I made a script that has the following behaviour :
1. when called with no arguments, defaults to a certain page designated as "index page".
2. if there is an argument, the only accepted argument is the address of another HTML page.
3. In both cases, it will open the page as a file and get the contents.
4. It will then search for anything that looks like a link to another HTML page, and do a little replacement :
original page name : http://blabla/bob.html or
page.html (relative to the currently opened page)

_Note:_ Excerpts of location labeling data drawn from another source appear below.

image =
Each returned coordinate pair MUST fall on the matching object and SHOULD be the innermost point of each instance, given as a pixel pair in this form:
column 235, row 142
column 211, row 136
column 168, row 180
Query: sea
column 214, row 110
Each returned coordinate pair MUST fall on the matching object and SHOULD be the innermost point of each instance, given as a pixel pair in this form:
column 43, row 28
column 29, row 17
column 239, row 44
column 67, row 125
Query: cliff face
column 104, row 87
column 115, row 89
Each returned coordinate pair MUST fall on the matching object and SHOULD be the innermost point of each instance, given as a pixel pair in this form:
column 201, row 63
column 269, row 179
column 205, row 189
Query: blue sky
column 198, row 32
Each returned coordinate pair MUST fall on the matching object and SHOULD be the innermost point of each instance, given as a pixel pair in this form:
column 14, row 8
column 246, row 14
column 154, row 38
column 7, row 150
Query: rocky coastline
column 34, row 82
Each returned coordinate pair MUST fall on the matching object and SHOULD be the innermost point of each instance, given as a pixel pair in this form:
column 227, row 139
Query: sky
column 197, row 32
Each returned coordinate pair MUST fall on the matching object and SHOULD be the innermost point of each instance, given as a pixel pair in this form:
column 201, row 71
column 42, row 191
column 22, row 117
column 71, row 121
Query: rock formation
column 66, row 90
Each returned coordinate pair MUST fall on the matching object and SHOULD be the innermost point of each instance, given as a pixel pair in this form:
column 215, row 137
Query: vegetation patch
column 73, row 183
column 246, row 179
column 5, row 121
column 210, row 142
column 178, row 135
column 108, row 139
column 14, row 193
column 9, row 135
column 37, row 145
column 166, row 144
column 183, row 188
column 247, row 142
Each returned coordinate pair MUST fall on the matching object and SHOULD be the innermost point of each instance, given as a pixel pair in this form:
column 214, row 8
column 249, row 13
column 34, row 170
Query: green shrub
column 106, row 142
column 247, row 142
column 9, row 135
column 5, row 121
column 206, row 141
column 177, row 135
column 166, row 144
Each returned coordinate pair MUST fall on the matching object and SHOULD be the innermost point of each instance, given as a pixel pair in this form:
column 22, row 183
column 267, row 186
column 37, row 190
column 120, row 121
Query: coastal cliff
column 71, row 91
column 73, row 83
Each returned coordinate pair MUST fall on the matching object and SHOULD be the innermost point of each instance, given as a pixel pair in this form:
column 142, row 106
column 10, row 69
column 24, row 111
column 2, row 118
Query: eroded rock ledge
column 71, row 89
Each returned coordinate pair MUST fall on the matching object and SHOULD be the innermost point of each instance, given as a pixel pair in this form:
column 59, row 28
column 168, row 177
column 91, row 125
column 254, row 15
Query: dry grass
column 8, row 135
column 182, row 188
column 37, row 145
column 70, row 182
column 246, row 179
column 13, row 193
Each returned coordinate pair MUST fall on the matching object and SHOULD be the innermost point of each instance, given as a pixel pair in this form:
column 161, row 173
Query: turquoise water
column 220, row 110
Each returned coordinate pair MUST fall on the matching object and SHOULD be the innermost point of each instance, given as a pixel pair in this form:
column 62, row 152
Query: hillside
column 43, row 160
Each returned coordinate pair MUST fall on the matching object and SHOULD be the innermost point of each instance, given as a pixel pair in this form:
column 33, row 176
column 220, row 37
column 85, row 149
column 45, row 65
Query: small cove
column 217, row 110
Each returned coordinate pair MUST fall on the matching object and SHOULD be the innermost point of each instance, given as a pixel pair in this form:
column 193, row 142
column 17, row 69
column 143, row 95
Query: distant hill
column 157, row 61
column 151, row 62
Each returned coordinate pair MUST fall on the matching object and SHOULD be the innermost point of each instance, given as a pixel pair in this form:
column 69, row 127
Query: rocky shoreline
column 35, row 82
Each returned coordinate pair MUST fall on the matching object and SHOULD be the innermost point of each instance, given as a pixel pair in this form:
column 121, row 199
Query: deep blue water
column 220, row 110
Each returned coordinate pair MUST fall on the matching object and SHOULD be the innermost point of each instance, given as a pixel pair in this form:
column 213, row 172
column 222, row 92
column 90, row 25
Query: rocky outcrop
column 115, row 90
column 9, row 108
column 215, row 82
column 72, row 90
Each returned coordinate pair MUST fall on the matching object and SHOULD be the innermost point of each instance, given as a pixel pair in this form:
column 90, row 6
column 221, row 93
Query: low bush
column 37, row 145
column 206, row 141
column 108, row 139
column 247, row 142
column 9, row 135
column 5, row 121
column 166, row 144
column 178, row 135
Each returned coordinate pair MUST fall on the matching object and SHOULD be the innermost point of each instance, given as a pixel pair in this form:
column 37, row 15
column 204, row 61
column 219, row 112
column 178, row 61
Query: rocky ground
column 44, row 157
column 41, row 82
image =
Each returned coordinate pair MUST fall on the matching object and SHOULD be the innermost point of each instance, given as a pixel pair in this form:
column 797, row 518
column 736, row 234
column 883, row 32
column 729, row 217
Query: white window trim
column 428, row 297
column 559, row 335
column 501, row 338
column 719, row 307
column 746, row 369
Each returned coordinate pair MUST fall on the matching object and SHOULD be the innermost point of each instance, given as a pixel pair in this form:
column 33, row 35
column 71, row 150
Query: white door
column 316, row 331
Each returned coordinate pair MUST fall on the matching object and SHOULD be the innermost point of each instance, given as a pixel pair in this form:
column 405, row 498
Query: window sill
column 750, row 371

new link : http://myserver/layout.cgi?page=http://blabla/bob.html or
5. It processes some special cases (images, etc.)
6. It extracts the <head> ... </head> of the file, because some of the pages had some scripts or some stylesheet info there
7. It then prints the standard header with some parts of the original file's header (I drop the background color, for example, because some pages had a background color that doesn't fit with the header/footer)
8. Then it prints everything that's between the <body> and </body> tags of the original file.
9. And finally, it prints the standard footer (I added some info like the last modified date of the original file, and some other details)
As you can see, this is not trivial. But it's not really that hard. The difficulty is trying to predict what "looks like a link to an HTML page", or trying to predict the format that most pages will use (not everyone's HTML code looks the same...)
Now that I've given my experiences, it's up to you to see if you can do it...
----- Original Message -----
From: Damien Carbery
Sent: Friday, November 01, 2002 2:26 PM
Subject: [PBML] Re: Server headers and footers
--- In perl-beginner@y..., "Admin" <admin@w...> wrote:
> How do I add a header and footer to web pages with out adding
> the web pages them self.
If you can 'trap'/redirect calls to the web pages through a script
you'd write then you'd be able to add a header and footer.
So, a request for:
would be redirected to something like:
You'd extract the stuff from the end of the URL
(ie '/dir1/dir2/file.htm'), print out the header stuff, open the file
and print it and then print the footer.
I don't know how to do the redirection I suggest.